Re: PROV-ISSUE-1 (define-resource): Definition for concept 'Resource' [Provenance Terminology] from Graham Klyne on 2011-05-24 (public-prov-wg@w3.org from May 2011)

From: Graham Klyne <GK@ninebynine.org>
Date: Tue, 24 May 2011 12:02:58 +0100
To: Luc Moreau <L.Moreau@ecs.soton.ac.uk>
CC: public-prov-wg@w3.org
Message-ID: <4DDB9062.2090703@ninebynine.org>
Hi Luc,

Luc Moreau wrote:
> Hi Graham,
> Responses interleaved.

Ditto...

> On 05/24/2011 10:12 AM, Graham Klyne wrote:
>> Luc Moreau wrote:
>>> Dear all,
>>>
>>> I am pleased to see that some definitions are being uploaded on the 
>>> wiki; in particular, I see definitions of resources, which I would
>>> like to begin debating during the teleconference this week.
>>>
>>> For now, I just use this definition:
>>>
>>>  A resource can be anything that might be identified by URI
>>>
>>> Going back to the Data Journalism example [1], it is not entirely clear
>>> that such a notion of resource encapsulates all the "data entities" that
>>> we find here.    I can see r1 and r2 being resources.
>>>
>>> However, what about f1, which, for instance, could have been generated
>>> by an xslt transform over d1. f1 could be a file on the local file 
>>> system, which then
>>> is made available later as a resource r1.
>>>
>>> Likewise, lcp1 is a local copy of a serialization of r1.  Again, lcp1 
>>> could be a file
>>> on the file system.
>>>
>>> Are lcp1 and f1 resources?
>>
>> > [1] http://www.w3.org/2011/prov/wiki/ProvenanceExample
>>
>> My default answers would be "Yes" and "Yes", in that they might indeed 
>> be identified by URIs, even if they are not generally accessible using 
>> those URIs (e.g. lcp1 being a local copy).
>>
>> Less clear to me, looking at the example, is whether f1 ("published 
>> RDF data") is the same as r1 ("rdf data available as a web 
>> resource").  Reading the description, I would be inclined to say that 
>> are the same resource, but I can see some scope for differing 
>> interpretations depending on the intent here.
> 
> Joe Blog may have /home/joe/lcp1.rdf on his file system, and Joe Blog2 
> may also have a different file /home/joe/lcp1.rdf
> at the same location on his own computer. So the file path does not 
> identify the resource. Would you force the minting
> of new unique URIs for every local resource?

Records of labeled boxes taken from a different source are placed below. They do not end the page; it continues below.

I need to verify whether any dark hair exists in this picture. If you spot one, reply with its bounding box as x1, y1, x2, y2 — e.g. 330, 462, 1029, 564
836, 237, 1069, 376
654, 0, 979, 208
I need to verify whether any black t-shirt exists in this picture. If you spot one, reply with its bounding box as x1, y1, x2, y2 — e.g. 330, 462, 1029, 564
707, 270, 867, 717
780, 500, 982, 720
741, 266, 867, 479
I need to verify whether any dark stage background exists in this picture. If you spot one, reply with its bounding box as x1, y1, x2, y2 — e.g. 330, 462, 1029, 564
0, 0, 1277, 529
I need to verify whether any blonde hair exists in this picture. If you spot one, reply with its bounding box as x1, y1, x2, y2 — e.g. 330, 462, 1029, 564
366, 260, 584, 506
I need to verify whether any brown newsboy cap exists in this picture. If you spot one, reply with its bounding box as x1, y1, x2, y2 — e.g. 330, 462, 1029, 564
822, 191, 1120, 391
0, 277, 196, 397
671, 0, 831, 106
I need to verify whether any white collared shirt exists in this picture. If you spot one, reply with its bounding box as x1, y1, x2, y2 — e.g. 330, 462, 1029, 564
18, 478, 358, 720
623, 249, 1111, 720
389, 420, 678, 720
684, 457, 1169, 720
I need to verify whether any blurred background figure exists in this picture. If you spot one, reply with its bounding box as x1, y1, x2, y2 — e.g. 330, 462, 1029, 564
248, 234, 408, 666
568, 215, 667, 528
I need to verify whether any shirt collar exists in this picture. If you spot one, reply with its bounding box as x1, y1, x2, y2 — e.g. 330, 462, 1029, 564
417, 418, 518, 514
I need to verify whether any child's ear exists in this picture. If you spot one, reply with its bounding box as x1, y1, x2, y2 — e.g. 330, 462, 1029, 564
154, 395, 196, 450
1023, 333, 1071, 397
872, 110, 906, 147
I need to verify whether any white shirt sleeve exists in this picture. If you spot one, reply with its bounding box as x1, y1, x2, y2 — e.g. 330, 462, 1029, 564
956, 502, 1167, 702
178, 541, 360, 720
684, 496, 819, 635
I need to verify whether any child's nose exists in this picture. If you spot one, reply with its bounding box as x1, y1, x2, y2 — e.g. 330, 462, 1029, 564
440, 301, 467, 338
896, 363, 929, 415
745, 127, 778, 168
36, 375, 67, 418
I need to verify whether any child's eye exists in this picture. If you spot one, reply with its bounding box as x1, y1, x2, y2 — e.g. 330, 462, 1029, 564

I would not.  The definition says *might* be identified by a URI.  In in these 
cases, I think the possibility of such identification exists, even if no URI has 
actually been minted.  And any such URI that might be used is not necessarily 
related to the file system path.  For example, they could be a urn:uuid: URIs 
(http://www.ietf.org/rfc/rfc4122.txt).

A related example is real numbers, including non-rationals.  These are sometimes 
treated as resources, even though it is not possible to mint a (finite) URI for 
every such number.  But it *is* possible to mint a unique URI for any particular 
number that one chooses to identify for some purpose.

> 
> Also, I would suggest to refer to the emerging RDF terminology:
> http://www.w3.org/2011/rdf-wg/wiki/GraphConceptTerminology
> 
> 
> lcp1 seems to be a g-text (a turtle serialization).

I don't think there's a need or purpose to invoke that terminology here.

Just consider, for the sake of discussion, a slight revision of the example:

government (gov) converts data (d1) to XML (f1) at time (t1)
government (gov) generates provenance information (prov) regarding XML (f1)
government (gov) publishes XML data (f1) along with its provenance (prov) on a 
portal with a license (li1); the XML data is now available as a Web resource (r1)
  :

I think the example makes just as much sense with RDF replaced by XML, but the 
RDF terminology does not apply to XML data.  And, by the way, I think this 
revised example also represents a use-case that we MUST be able to support 
(except that instead of talking about Turle and RDF/XML serializations, we might 
talk about text/XML vs EXI (http://www.w3.org/TR/2011/REC-exi-20110310/) 
serializations.

>>
>>> Can we classify all the "data entities" in group, with same properties?
>>> What are these classes?
>>
>> Do you mean formally classify in an ontological sense, or informally 
>> as in indicating the intent and differences between the labelled 
>> entities?  The latter might be illuminating, but I sense the 
>> possibility of a tar pit here if we push too hard.
> 
> I meant informally at this stage.

Good.

#g
--


>> The AWWW discusses a subclass of resources called "information 
>> resources", but this distinction isn't universally appreciated.  It 
>> has been used as part of the long-running "http-range-14" discussion 
>> [2].  I think this distinction, in some form, might be relevant to the 
>> example.
>>
>> [2] http://www.w3.org/2001/tag/issues.html#httpRange-14
>>
>> #g
>> -- 
>>
>>
> Luc
>
Received on Tuesday, 24 May 2011 11:17:14 UTC